I’m building an LLM-based application where I already have a custom search engine that returns a list of relevant file IDs based on the user’s query.
What I’d like to do is:
Upload those files to OpenAI, and have the assistant answer only based on that exact list of file IDs — no general retrieval, no full index, just scoped to those specific files.
These files can change dynamically for each query, depending on what my search engine finds.
What I’ve tried:
I explored file_search and vector_store tools in the Assistants API.
However:
The file_ids argument is no longer supported.

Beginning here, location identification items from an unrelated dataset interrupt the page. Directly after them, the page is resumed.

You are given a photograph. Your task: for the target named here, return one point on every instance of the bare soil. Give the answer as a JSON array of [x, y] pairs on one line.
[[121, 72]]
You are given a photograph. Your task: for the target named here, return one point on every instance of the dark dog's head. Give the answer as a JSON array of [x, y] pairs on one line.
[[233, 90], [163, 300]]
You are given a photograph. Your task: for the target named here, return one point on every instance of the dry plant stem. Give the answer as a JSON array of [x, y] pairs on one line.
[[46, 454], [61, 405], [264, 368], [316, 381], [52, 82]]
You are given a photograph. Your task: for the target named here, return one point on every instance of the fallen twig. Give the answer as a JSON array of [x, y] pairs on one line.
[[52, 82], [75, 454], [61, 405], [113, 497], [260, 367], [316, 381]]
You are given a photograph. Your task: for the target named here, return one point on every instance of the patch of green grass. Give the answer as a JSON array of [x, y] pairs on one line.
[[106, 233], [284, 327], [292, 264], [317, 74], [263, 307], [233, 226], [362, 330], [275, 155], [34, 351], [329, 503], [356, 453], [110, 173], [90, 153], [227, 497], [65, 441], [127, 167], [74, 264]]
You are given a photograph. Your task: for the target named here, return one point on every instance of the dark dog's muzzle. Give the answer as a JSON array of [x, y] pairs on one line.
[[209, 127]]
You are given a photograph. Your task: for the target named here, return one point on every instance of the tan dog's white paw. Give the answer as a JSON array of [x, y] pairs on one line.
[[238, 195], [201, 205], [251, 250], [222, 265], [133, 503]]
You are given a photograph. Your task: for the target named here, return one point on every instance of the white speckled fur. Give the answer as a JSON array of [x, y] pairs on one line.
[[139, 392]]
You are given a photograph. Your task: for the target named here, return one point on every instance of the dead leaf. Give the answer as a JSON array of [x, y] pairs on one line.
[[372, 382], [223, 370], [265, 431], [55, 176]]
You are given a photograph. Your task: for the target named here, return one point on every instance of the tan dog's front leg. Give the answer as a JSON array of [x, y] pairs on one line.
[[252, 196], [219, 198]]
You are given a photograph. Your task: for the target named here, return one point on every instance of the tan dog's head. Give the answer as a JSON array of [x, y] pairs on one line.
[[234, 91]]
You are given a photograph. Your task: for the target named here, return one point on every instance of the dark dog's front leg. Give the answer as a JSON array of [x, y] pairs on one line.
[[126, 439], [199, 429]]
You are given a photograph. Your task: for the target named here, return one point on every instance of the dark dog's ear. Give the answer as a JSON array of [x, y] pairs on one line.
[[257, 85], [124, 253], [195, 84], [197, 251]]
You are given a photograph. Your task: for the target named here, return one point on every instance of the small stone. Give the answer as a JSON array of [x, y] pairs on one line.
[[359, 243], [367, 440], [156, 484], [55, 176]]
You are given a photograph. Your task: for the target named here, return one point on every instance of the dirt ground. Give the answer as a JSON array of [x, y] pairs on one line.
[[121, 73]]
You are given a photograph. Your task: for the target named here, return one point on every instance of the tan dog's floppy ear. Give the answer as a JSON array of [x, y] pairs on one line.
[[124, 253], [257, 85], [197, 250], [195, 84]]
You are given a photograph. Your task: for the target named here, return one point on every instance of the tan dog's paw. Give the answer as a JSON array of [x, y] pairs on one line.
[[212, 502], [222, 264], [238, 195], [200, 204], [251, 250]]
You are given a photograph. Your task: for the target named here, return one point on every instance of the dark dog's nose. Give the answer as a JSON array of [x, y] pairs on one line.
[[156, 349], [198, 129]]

Using the attachments + file_search method creates a new unnamed vector store every time I ask a question — like this:
All items from an attached vector store are searched against when using Responses or Assistants built-in tool, with no additional filtering parameter available.
But a dedicated search endpoint
There is another way you can go about this. That is to use the “vector store search endpoint”, pay-per-use at the same rate as Responses tools calls.
The facility that the standalone endpoint offers is “annotations”. You can add metadata to a file when adding it to a vector store, or you can update a file unit in a vector store. You might add a file’s own ID, or your own database key that you are tracking.
You can then specify filters using that metadata, to filter out or only allow certain files. You could construct a whole bunch of “or” statements until you find out if there is a limit on the length of query parameters.
Then you can present that information via chat messages automatically, or by giving the AI a developer function to call upon.
An advantage is that your application is not damaged by OpenAI jamming up the context with messages “the user has uploaded files” that come along with file_search.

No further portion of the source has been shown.